Review by Scott Weinberg of film There Will Be Blood based in part on Upton Sinclair’s novel Oil!
Also: more recent, in “This Land of Hope,” a detailed overview of Upton Sinclair and his novel Oil! in relation to the recent film There Will Be Blood:
In its obsession with the road and the roadside poster, Sinclair’s novel overlaps with other key American novels of the pre-second world war period. Another portrait of an American money-maker who has accumulated his fortune dangerously, The Great Gatsby, which just beat Oil! to the bookshops, crucially involves a motor accident and is visually dominated by a huckstering hoarding for an occulist.
And Robert Penn Warren’s All The King’s Men, which charts the introduction of marketing tactics and financial corruption to American politics, begins with a description of a new freeway across a state which is so similar to the prologue of Oil! that it must be presumed a deliberate tribute. In any case, in all of these novels, the car is the star, although it is already also cast as a possible villain, at least in its potential for ruining tycoons.

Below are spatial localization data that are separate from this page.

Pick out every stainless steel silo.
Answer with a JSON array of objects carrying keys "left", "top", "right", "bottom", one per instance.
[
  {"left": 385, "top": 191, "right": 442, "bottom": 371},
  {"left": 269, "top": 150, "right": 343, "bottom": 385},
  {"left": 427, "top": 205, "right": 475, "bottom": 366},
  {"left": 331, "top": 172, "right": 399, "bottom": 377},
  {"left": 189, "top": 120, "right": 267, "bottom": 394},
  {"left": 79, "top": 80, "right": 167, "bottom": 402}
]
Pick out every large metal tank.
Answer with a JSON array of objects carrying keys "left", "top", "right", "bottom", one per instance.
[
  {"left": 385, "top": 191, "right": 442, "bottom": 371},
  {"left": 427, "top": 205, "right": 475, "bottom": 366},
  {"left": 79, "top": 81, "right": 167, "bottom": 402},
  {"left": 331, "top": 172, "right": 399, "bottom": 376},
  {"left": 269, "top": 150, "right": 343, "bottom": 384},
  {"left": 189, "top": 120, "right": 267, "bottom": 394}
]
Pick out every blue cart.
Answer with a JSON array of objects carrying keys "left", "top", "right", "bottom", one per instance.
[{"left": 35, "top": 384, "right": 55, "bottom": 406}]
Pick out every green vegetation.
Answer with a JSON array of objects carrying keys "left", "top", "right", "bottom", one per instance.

What notoriously disappears from even the best cinematic adaptations of novels is the writer’s style, and the biggest surprise of my rereading was the grandeur of Sinclair’s narrative voice. In common with other popular American novelists of his generation – such as Penn Warren and Thornton Wilder – Sinclair was greatly impressed by the Greek and Latin classics, and seems to have been attempting some kind of coalition between ancient poetics and modern subject matter, a project encouraged by America’s self-conscious ambition to become a great republic.